Modifica del Fiscal Compact, revisione dei trattati e una politica sull’immigrazione di respiro europeo. Sono i punti più salienti del programma di Matteo Renzi per il semestre italiano di presidenza Ue anticipati ieri dal quotidiano Repubblica. Al testo ha lavorato Sandro Gozi, sottosegretario e coordinatore del semestre italiano. L’obiettivo del documento è ammorbidire le regole sul tetto del 3% nel rapporto deficit/Pil, ottenere più tempo per quanto riguarda la riduzione del debito prevista dal Fiscal compact e scomputare dal deficit gli investimenti per la crescita. Abbiamo chiesto che cosa ne pensa a Francesco Forte, professore di Economia ed ex ministro delle Finanze.



Che cosa ne pensa del programma di Renzi per il semestre Ue?

Renzi non fa altro che insistere sul discorso su deficit e debito, continuando a cucinare questa frittata keynesiana che ormai è scotta. Non ha alcun senso pensare che la crescita si faccia modificando il deficit. Al contrario può essere attuata con un intervento dell’operatore pubblico teso a favorire la quota degli investimenti. Ciò può essere realizzato in due modi: aumentando la quota degli investimenti pubblici a parità di spesa; evitando di tassare i risparmi e gli investimenti privati.



Il programma del nostro governo va in questa direzione?

Nel programma economico di Renzi ciò non è chiaro, in quanto il premier privilegia la redistribuzione fiscale rispetto allo sviluppo. In questo senso il quadro macroeconomico di Renzi è del tutto puerile, perché presuppone che un maggiore spazio per fare deficit implichi una maggiore crescita. Questa è una proposizione priva di senso, non in quanto è sbagliata, ma in quanto è imprecisa. Non si definisce infatti a quale scopo siano usati questi soldi.

Condivide quantomeno che il Fiscal compact vada modificato?

Sì, in quanto il Fiscal compact ha due difetti. In primo luogo l’idea di ridurre il debito con il surplus di bilancio è malsana. La riduzione del rapporto debito/Pil si ottiene automaticamente quando si verifica una crescita del Pil e il bilancio è in tendenziale pareggio. Il problema è che il Fiscal compact è costruito da giuristi a tavolino, e stabilisce la percentuale annua di riduzione del debito, senza però tenere conto dell’andamento del Pil. Avere una percentuale fissa indipendentemente dal comportamento delle due variabili non ha senso.



E il secondo difetto?

Il secondo difetto del Fiscal compact riguarda la politica monetaria. La Commissione Ue e alcuni stati membri finora hanno remato contro la Bce. Il fatto che la politica monetaria sia decisa dalla banca centrale dovrebbe essere un must. La Bce faccia quindi la politica monetaria e i governi smettano di interferire. Non è possibile che la Germania, attraverso il governo o la Corte costituzionale, attui degli interventi per ostacolare la politica monetaria della Bce. È un fatto indegno di qualsiasi Stato democratico, solo Hitler e Mussolini potevano pensare di entrare nel merito delle decisioni monetarie.

 

Secondo lei, quale dovrebbe essere il programma di Renzi per il semestre Ue?
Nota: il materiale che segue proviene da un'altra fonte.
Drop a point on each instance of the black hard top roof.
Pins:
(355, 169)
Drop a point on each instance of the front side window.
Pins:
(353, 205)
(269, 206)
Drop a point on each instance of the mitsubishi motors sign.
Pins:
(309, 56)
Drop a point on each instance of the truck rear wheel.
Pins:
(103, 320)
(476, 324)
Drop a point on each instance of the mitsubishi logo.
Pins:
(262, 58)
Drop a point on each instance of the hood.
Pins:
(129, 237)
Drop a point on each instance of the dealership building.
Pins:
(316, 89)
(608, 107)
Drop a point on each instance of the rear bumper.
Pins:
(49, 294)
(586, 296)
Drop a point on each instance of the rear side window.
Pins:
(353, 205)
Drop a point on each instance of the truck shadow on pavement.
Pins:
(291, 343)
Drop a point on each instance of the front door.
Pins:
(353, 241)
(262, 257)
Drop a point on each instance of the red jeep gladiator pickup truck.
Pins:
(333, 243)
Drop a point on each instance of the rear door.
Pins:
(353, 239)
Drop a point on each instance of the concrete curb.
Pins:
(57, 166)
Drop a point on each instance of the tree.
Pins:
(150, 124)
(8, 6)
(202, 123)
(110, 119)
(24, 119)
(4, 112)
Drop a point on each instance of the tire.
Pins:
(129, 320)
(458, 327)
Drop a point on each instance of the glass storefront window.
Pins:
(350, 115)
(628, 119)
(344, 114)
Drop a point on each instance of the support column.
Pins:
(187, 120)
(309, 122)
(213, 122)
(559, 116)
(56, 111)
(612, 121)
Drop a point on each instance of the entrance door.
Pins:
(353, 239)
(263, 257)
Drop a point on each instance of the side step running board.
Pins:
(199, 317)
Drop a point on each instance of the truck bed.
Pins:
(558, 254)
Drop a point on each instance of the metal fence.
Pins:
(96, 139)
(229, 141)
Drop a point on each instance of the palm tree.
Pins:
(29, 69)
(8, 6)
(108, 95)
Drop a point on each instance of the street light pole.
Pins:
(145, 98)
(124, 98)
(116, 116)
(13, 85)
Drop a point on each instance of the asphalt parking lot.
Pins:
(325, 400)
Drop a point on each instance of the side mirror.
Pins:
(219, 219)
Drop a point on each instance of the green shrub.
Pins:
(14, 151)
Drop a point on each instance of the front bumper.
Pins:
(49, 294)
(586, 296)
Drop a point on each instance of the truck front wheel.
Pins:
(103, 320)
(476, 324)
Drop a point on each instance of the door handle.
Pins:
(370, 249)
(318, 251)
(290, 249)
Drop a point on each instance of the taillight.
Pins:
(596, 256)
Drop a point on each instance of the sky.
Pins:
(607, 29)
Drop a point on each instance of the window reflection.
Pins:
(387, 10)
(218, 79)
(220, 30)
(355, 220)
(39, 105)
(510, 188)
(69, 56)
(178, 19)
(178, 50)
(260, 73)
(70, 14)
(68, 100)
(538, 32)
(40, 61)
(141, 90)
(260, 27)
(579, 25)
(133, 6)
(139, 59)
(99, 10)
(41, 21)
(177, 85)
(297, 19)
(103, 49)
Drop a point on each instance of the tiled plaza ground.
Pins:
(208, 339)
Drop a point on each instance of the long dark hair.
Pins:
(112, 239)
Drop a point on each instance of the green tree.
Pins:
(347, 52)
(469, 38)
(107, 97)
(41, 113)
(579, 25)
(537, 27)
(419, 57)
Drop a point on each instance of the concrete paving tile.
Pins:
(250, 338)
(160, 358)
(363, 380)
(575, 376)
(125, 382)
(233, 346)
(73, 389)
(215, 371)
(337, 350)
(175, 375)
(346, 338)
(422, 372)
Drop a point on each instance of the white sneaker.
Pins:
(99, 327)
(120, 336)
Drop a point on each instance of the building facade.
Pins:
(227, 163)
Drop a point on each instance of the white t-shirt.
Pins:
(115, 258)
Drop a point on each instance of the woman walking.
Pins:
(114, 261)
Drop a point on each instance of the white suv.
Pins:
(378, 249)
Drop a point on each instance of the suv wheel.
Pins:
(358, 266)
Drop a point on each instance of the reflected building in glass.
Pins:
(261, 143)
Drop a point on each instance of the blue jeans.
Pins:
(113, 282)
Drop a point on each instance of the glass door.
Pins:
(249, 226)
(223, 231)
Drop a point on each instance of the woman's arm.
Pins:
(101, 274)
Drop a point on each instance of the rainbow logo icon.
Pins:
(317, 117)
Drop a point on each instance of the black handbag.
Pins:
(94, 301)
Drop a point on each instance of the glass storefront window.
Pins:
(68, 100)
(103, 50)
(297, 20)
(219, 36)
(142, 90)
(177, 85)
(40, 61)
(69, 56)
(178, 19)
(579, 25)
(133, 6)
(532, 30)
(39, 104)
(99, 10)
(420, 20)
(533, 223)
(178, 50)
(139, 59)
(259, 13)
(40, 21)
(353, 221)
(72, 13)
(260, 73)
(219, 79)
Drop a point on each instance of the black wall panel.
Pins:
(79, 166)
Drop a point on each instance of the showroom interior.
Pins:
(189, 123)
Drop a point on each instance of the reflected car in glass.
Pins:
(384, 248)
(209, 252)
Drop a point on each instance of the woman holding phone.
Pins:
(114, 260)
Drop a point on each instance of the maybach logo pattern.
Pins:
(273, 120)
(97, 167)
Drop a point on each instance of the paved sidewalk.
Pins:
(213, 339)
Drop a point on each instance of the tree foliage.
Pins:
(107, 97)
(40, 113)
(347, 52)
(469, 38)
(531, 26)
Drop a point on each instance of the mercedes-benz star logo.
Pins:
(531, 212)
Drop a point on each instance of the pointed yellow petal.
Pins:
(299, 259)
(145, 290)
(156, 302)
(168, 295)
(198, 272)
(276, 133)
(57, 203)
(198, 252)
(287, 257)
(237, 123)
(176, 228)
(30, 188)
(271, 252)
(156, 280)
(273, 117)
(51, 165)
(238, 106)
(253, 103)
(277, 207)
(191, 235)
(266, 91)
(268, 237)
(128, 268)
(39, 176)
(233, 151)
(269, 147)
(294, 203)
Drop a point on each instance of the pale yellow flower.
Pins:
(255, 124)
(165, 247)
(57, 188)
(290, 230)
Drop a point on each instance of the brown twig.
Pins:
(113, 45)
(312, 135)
Renzi dovrebbe presentare un programma basato su tre punti. In primo luogo dovrebbe prevedere che la banca centrale sia autonoma. Secondo, dovrebbe modificare il Fiscal compact togliendo la regola della riduzione del debito pubblico mediante il surplus di bilancio. E infine deve stabilire che si usino dei fondi Ue per una politica di crescita mediante le banche europee. Va modificato il macchinoso sistema di finanziamento, anche regionale, utilizzato dall’Ue che in pratica finisce per essere di natura clientelare e burocratica. Occorrono delle politiche immaginifiche che attuino degli investimenti europei che abbiano un senso dal punto di vista comunitario, stimolando quindi ripercussioni positive a livello nazionale.